Connect to Dataproc cluster
Figure 14 shows how to establish a connection to a running Dataproc cluster via KNIME Analytics Platform. The Google Authenticator node and Google Cloud Storage Connector node are used to create a connection to google APIs and to Google Cloud Storage respectively. For more information on both nodes, please check out the Google Cloud Storage section of this guide.
The Create Spark Context (Livy) node creates a Spark context via Apache Livy. Inside the node configuration dialog, the most important settings are:
-
The Livy URL. It has the format
http://<IP-ADDRESS>:8998
where<IP-ADDRESS>
is the external IP address of the master node of the Dataproc cluster. To find the external IP address of your Dataproc cluster, check out the Access to Livy section. -
Under Advanced tab, it is mandatory to set the staging area for Spark jobs. The staging area, which is located in the connected Google Cloud Storage system, will be used to exchange temporary files between KNIME and the Spark context.
The rest of settings can be configured according to your needs. For more information on the Create Spark Context (Livy) node, please check out our Amazon Web Services documentation.
Once the Spark context is created, you can use any number of the KNIME Spark nodes from the KNIME Extension for Apache Spark to visually assemble your Spark analysis flow to be executed on the cluster.
Apache Hive in Google Dataproc
This section describes how to establish a connection to Apache Hive™ on Dataproc in KNIME Analytics Platform.
Figure 15 shows how to connect to Hive running on a Dataproc cluster and how to create a Hive table.

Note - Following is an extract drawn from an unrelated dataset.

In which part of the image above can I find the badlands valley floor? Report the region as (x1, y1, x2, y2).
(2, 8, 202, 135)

The Hive Connector node is bundled by default with the open-source Apache Hive JDBC driver. Proprietary drivers are also supported, but need to be registered first. Follow the guide on how to register a Hive JDBC driver in KNIME documentation.
Once the Hive JDBC driver is registered, you can configure the Hive Connector node. For more information on how to configure the settings in the node configuration dialog, please refer to the KNIME documentation. Executing the node will create a connection to Apache Hive and you can use any KNIME database nodes to visually assemble your SQL statements.
To enable access to Hive from KNIME Analytics Platform, make sure that the Hive port (10000 by default) is opened in the firewall rules. To configure this, check out the Livy Firewall Setup section and change the firewall rule accordingly. |